Whilst many people know that there are three distinct legal systems in the UK, they are surprised to discover that court orders relating to children from one part of the UK are not automatically enforced by courts in the other parts.
The law now:
Let’s say you have an English court order regulating the care arrangements for a child as between their parents. If one of the parents, in defiance of that order, removes the child to Scotland, how do you enforce it so that the child is returned to England? Or if a parent moves a child to Scotland with the English court’s permission, but fails to allow the other parent contact that was also ordered, how is the contact ordered enforced?
There is a two-stage procedure contained in the Family Law Act 1986:
- You must apply to the Court of Session, which is Scotland’s senior civil court, to register the English order.
- Registration opens the door to enforcement: you raise a Petition in the Court of Session, and the court is then able to make (Scottish) orders to ensure compliance with the original English order, as if the original, English, order had been made by a Scottish court. For example, the Court of Session could grant authority to Messengers-At-Arms (although not directly equivalent, similar to the Tipstaff in England and Wales) to locate and deliver the child to the other parent.
The 1986 Act contains similar provisions so that Scottish orders may be recognised and enforced in England & Wales or Northern Ireland.
What is proposed:
As part of the Scottish Government’s commitment to improve family law in Scotland, it has reviewed these provisions and proposes that the enforcement stage of the process be possible in the Sheriff Courts as well as the Court of Session. These proposals are in sec 20 of the Children (Scotland) Bill currently making its way through the Scottish Parliament.

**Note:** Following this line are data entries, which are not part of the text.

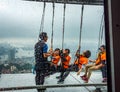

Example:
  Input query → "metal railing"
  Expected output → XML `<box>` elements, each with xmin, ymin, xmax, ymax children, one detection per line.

<box><xmin>0</xmin><ymin>83</ymin><xmax>107</xmax><ymax>91</ymax></box>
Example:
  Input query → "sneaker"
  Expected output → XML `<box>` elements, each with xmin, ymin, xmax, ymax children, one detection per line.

<box><xmin>57</xmin><ymin>79</ymin><xmax>64</xmax><ymax>84</ymax></box>
<box><xmin>83</xmin><ymin>77</ymin><xmax>88</xmax><ymax>83</ymax></box>
<box><xmin>56</xmin><ymin>76</ymin><xmax>60</xmax><ymax>79</ymax></box>
<box><xmin>80</xmin><ymin>75</ymin><xmax>86</xmax><ymax>79</ymax></box>
<box><xmin>102</xmin><ymin>78</ymin><xmax>107</xmax><ymax>83</ymax></box>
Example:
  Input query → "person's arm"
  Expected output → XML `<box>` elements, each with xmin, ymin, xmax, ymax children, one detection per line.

The registration process would remain exclusive to the Court of Session to ensure that a central list of registered orders is maintained, but any order registered in the Court of Session could be enforced in one of the local Sheriff Courts, rather than in the Court of Session.
Some have argued against the change: the current system works well and with only 24 child orders being registered in the Court of Session in 2017 some question whether legislative reform would have been better focused elsewhere.
In many of these cases, it will not be attractive to make use of the Sheriff Court: if all that is being sought are further orders to enforce the return of a child to England & Wales, then an order from the Court of Session (which applies across Scotland) is preferable. Often there are issues with Sheriff court orders only applying within the Sheriffdom in which they were made. It is not unheard of for a particularly difficult parent to up sticks to a new Sheriffdom just before orders are enforced.
That said, the freedom to choose enforcement in the Sheriff Court might be attractive in some cases. Where what is sought is enforcement of an ongoing contact order, or an order relating to some other aspect of parental responsibilities and rights which might need ongoing case management by the court, a local Sheriff Court would likely be a more cost effective and efficient option, and there are more detailed case management rules, that are arguably better in the Sheriff Court and will be more functional in some cases.
These rules apply to standard child arrangement orders, but there are some orders that don't sit readily into this structure, so don't assume that all orders from the courts in England and Wales and Northern Ireland will be capable of registration and then enforcement in this way.
There were no proposed amendments to this section at Stage 2 of the legislative process earlier this week, so you can work on the basis, I suspect, that this will become law in due course.